Geral

“Nós também temos medo, mas só queremos que as pessoas ouçam o que a gente fala, porque é verdade”, diz enfermeiro do HE/UFPel

O profissional da saúde Tiago Rosa concedeu entrevista exclusiva para o BJ e relata como está o trabalho de enfrentamento à covid-19 dentro do hospital, além do estresse, desgaste dos plantões e a opinião da sociedade a respeito da pandemia

Compartilhe:
11/05/2020 - 19h38min Corrigir

Profissionais essenciais na linha de frente para o combate à pandemia da covid-19, os médicos, enfermeiros, técnicos de enfermagem e todos os demais trabalhadores da área da saúde estão sendo vistos ainda mais como heróis que lutam constantemente para salvar a vida dos contaminados. 

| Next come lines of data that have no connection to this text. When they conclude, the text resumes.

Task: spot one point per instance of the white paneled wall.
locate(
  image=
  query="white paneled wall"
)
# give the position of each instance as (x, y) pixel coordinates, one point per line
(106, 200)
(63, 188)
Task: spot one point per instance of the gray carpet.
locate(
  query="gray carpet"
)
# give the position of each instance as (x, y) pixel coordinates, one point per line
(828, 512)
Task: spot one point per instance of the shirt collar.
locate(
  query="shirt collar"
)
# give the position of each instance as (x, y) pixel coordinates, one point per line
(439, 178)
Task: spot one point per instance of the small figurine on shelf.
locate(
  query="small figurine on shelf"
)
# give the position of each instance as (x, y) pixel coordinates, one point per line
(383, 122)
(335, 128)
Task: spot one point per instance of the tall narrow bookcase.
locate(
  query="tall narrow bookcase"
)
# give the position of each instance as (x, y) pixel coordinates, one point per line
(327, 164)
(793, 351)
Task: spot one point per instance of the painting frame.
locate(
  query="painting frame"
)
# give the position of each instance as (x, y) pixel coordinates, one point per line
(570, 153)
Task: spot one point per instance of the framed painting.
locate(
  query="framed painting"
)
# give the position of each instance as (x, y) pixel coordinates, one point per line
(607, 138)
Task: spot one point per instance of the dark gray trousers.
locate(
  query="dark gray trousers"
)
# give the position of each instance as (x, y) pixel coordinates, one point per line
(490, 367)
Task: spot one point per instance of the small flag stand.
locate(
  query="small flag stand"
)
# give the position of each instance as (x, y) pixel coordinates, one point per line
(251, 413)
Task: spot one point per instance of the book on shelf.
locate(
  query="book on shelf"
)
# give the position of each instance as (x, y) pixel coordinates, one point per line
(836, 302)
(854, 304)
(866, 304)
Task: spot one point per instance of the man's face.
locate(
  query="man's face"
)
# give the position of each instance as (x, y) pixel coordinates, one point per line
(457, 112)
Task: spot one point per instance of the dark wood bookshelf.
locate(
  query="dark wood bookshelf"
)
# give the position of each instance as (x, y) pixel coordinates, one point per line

Todavia, antes mesmo de a covid-19 tomar proporções mundiais, esses profissionais sempre estiveram na batalha incansável pelo direito dos seres humanos de viverem da forma mais sadia possível. Só que uma rotina que já era bastante agitada, agora, está cada vez mais conturbada e carregada de medos, tristezas e inseguranças.  

“Nós não queremos ser tratados como super-heróis agora na pandemia da covid-19 por estarmos vestidos com máscaras e todos aqueles EPIs, que se remetem a armaduras. Nós também somos seres humanos e estamos com medo, mas só queremos que as pessoas ouçam o que a gente está falando, porque é tudo verdade”. Esse foi o relato do enfermeiro e técnico de enfermagem Tiago Rosa, que trabalha na ala da Unidade de Terapia Intensiva (UTI) do Hospital Escola da Universidade Federal de Pelotas (HE/UFPel).  

Em entrevista para o portal de notícias Blog do Juares (BJ), Tiago relatou como está sendo enfrentar diariamente a pandemia do novo coronavírus dentro da unidade. “Praticamente a todo instante estão mudando os protocolos de atendimento, de procedimentos, trocando escalas, horários... Porque o vírus está se espalhando muito rápido e ainda não temos vacina e remédio com estudo científico comprovado para utilizar no tratamento. Estamos muito cansados, estressados. E o sentimento de medo é constante dentro do hospital entre os colegas, porque estamos expostos e com a incerteza de que estamos com o vírus ou não”, falou o enfermeiro. 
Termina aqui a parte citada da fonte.